Oberärztin Sabine Jander und ihre Kollegen von der Konservativen Intensivtheraphie arbeiten bereits seit zwei Wochen in den neuen Räumen: Sie kümmern sich um Intensivpatienten, die nicht operiert werden müssen, wie zum Beispiel Menschen mit Vergiftungen. 16 Betten zählt die Station: Vier davon stehen in Einzelzimmern mit Schleusenbereich, so dass dort Patienten isoliert behandelt werden können: „Es gibt zunehmend Patienten, die resistente Keime tragen“, erklärt die Stationschefin. Aber auch Patienten, die besonders anfällig für Krankheitserreger sind, müssen isoliert untergebracht werden. Bisher war das auf ihrer Station nur in zwei Zimmern möglich.

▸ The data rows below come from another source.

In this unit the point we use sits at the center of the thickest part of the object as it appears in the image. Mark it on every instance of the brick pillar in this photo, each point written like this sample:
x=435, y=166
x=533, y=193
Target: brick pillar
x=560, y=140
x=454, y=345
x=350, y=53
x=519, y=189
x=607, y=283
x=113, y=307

Wenn auch die anderen Stationen umgezogen sind, beginnen die Bauarbeiten in den freigezogenen Räumen: Die acht alten Operationssäle sollen renoviert, mehr Bettenzimmer für die Notaufnahme geschaffen werden. Und die Radiologie soll neben die Intensivstation ziehen. Dann können die Mediziner ihre Turnschuhe zuhause lassen.